Este considerar lo incontestablemente Tradicional (y alejado, pues, de lo que sería la ´metafísica pura´) de los fundamentos del budismo zen nos lo recuerda Augustus Rex cuando señala que “los maestros zazen dicen que la Tierra es la Tierra Pura del Buda”, su ámbito de actuación. O cuando nos recuerda que la extinción del deseo a la que puede llevar la práctica iniciática del zen no consiste en la anulación total de los sentimientos, de las emociones o de la sensibilidad …no consiste, pues, en la negación del compuesto físico-psíquico del ser humano sino que de lo que se trata es de llegar a ser “ni apasionado ni desapasionado, ni hipersensible ni insensible” y se trata, en la misma línea, de “subyugar a los sentimientos negativos (a éstos, no a todos) al control de la propia voluntad”, De este modo llegaremos a “la justa medida: ni exceso ni privación.”

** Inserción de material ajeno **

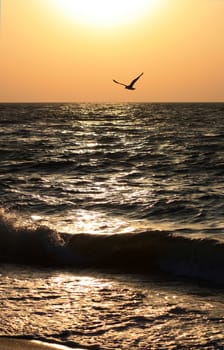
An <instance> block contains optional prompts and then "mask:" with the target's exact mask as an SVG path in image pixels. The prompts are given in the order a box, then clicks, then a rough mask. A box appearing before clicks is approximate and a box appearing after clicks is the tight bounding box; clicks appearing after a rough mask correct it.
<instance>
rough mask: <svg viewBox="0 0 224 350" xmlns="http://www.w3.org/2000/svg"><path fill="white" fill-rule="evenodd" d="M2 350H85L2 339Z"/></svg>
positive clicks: (38, 342) (46, 344)
mask: <svg viewBox="0 0 224 350" xmlns="http://www.w3.org/2000/svg"><path fill="white" fill-rule="evenodd" d="M0 350H84V349H82V348H73V347H72V348H71V347H68V346H64V345H59V344H56V343H47V342H43V341H37V340H27V339H17V338H11V337H0Z"/></svg>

La certidumbre de que el zen está totalmente alejado de concepciones de carácter evasionista con respecto al mundo de aquí abajo, al microcosmos, nos la vuelve a afianzar nuestro autor cuando nos explica el contenido del cuarto de los Cinco Rangos que algunas escuelas del zen enumeran a la hora de explicar los logros que van jalonando la vía que puede conducir al Despertar. Ese cuarto rango aludido es el conocido como “Rango de los méritos cooperados” …quien lo ha consumado en sí debe brindarse para ejercer el gobierno de su comunidad, con el objeto, en definitiva, de contribuir a armonizar el mundo de aquí abajo -el microcosmos- a semejanza de la armonía que rige en el macrocosmos.

Creemos llegado ya el momento, tras todo lo que hemos expuesto, de pasarle directamente el testigo a esta valiosa obra.